TRIBUNPAPUABARAT.COM, MANOKWARI - Badan Pembinaan Ideologi Pancasila (BPIP) bersama Komisi XIII DPR RI menggelar Sosialisasi Gerakan Relawan Kebajikan Pancasila di SMA YPK Oikumene Manokwari, Papua Barat, Jumat (28/8/2026).
Anggota Komisi XIII DPR RI, Yan Permenas Mandenas, hadir secara daring memberikan motivasi kepada para siswa agar serius menempuh pendidikan demi masa depan.
Mandenas menyampaikan permohonan maaf karena tidak dapat hadir langsung akibat adanya aksi demonstrasi di Gedung DPR RI Jakarta yang mengharuskan anggota dewan tetap berada di lokasi tugas.
Sebagai alumnus SMA YPK Oikumene, Mandenas menekankan pentingnya pendidikan sebagai jalan meraih cita-cita.
"Pendidikan merupakan jembatan kita untuk masa depan. Kita semua lahir dengan talenta dari Tuhan, dan pendidikan mengasah kita untuk siap menghadapi masa depan," ujarnya.
Baca juga: Diusulkan Masuk Prolegnas Prioritas, Yan Mandenas: DOB Provinsi Papua Utara "Pasti Jadi"
Mandenas menilai SMA YPK Oikumene telah melahirkan banyak siswa berprestasi, termasuk dirinya.

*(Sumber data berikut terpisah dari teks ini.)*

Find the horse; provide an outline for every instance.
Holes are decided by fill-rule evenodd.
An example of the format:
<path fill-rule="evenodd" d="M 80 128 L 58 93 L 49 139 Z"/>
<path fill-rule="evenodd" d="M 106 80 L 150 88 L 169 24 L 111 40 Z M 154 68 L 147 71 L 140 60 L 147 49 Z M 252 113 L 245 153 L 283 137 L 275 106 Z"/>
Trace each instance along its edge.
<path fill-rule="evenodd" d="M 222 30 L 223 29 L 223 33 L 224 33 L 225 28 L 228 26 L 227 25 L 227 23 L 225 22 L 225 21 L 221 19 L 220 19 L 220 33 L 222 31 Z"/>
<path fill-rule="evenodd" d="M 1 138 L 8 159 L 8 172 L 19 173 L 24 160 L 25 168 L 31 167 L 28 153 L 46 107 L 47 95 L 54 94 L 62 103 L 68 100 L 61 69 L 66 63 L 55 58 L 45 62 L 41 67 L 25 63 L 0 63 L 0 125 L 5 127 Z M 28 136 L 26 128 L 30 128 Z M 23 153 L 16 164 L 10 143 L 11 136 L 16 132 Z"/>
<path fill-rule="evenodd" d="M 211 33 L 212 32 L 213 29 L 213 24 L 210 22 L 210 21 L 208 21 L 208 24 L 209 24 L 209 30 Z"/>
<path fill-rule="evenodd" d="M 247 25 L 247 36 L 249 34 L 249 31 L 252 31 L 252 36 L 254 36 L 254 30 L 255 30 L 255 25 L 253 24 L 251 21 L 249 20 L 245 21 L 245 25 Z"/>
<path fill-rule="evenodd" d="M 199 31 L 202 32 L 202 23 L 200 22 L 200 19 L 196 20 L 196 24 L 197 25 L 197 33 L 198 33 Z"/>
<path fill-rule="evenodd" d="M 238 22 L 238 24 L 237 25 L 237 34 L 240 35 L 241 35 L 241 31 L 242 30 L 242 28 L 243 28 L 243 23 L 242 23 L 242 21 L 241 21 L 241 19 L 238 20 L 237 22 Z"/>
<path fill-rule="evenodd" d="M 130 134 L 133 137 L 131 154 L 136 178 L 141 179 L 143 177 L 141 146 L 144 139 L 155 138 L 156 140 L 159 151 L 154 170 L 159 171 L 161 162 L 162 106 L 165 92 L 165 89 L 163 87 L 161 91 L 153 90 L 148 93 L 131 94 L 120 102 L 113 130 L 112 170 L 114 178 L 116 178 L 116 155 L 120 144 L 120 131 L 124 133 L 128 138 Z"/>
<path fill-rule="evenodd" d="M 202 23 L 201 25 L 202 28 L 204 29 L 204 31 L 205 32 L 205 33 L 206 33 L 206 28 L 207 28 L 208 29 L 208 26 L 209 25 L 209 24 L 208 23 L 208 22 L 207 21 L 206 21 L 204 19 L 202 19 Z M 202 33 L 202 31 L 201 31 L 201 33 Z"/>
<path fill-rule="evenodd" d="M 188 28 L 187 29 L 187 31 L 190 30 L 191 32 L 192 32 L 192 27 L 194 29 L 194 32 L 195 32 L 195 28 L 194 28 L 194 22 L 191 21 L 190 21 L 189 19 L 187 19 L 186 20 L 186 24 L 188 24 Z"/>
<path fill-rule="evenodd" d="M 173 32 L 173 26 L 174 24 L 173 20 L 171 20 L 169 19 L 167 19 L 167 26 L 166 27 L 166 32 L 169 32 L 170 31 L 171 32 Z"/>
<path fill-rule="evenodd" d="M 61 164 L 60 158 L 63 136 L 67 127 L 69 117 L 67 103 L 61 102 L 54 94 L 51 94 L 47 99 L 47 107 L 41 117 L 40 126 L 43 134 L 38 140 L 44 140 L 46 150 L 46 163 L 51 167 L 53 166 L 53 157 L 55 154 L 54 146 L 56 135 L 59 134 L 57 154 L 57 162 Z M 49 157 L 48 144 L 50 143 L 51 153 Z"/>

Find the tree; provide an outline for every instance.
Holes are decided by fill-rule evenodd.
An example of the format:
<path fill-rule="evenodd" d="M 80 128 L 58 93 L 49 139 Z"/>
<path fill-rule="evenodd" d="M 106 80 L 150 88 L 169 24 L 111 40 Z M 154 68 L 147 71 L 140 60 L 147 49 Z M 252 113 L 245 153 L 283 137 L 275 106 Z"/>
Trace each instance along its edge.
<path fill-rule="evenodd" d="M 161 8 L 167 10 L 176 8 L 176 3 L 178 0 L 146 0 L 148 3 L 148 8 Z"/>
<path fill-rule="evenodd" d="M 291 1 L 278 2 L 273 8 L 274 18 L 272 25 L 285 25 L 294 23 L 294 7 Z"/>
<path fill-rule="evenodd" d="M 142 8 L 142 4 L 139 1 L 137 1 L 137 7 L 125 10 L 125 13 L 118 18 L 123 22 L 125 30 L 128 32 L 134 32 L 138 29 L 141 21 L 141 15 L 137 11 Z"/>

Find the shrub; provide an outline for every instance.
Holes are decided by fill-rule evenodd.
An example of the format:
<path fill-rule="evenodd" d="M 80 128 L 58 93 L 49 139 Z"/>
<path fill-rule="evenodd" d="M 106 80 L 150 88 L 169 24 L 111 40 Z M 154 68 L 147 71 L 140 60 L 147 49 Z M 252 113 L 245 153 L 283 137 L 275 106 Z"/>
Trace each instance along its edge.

Ia berharap generasi muda Papua terus mengasah ilmu dan pengetahuan untuk menjadi pemimpin di masa mendatang.
Sementara itu, Direktur Pengkajian Implementasi Pembinaan Ideologi Pancasila BPIP, Irene Camelyn Sinaga, mengapresiasi sinergi antara BPIP dan Komisi XIII DPR RI.
"Saya bisa hadir di Papua berkat dukungan Pak Yan, dan itu penting karena BPIP tidak bisa bekerja sendiri menjangkau luasnya Indonesia," katanya.
Irene menegaskan, pembangunan bangsa tidak hanya soal infrastruktur, tetapi juga pembangunan manusia, termasuk di Papua. Ia menekankan pentingnya persatuan sebagaimana semangat Sumpah Pemuda.
"Pintar saja tidak cukup kalau kita tidak bersatu. Semua sila Pancasila harus mengantar masyarakat hidup adil, makmur, dan sejahtera," jelasnya.
Irene menutup dengan pesan motivasi bagi para siswa.
"Adik-adik harus bangga karena punya Pak Yan sebagai motivasi. Sepuluh hingga dua puluh tahun ke depan, saya yakin akan ada ratusan bahkan ribuan anak Papua menjadi pemimpin," pungkasnya.